Lo ricordiamo accompagnare le vittorie olimpiche degli Abbagnale, in quello che è stato il suo primo sport. In questa disciplina partecipò alle selezioni per le Olimpiadi di Città del Messico.
Non ce lo siamo certo dimenticato quando festeggiò negli spogliatoi il primo scudetto del Napoli insieme a Maradona, nelle mitiche interviste a fine partita quando dava voce ai protagonisti e lui sapeva fare un passo indietro. Era scanzonato, ma serio, professionale e competente.
Lo era anche nel tennis, sport che amava particolarmente. Ci ha lasciato un libro nel quale racconta la storia del nostro sport attraverso i circoli storici. Non possiamo dimenticare le sue telecronache appassionate, quasi di parte, quando a giocare erano i nostri o Boris Becker, ma sempre rispettoso dell’avversario sia nella sconfitta come nella vittoria.
Era capace di esaltarsi soprattutto quando l’Italia giocava in Coppa Davis. In quelle occasioni sapeva dare il meglio di sé. Come a Cagliari quando in Italia-Svezia Paolo Canè, con il suo turbo rovescio, annichilì Wilander. Centinaia le sue telecronache che sapeva accompagnare con sospiri quasi ansimanti, incitamenti da tifoso, pause nell’attesa che il punto finisse. Conosceva i tempi del tennis, i suoi ritmi e le scaramanzie dei tennisti.
Giampiero ha sdoganato un nuovo modo di raccontare il tennis e lo sport in generale.
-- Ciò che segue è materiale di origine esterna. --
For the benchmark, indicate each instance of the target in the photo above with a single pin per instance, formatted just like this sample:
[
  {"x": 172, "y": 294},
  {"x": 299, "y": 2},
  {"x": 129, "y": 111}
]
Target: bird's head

Non più stereotipato, anche urlato ma sempre festoso. Sapeva fin dove poteva spingersi, quello che poteva domandare, non superava mai la soglia dell’inaccessibile. Insomma aveva talento e in un mondo d’improvvisati il suo esempio svetta per capacità e maestria.
Grazie Giampiero per tutto quello che hai saputo raccontarci e per le emozioni che ci hai donato.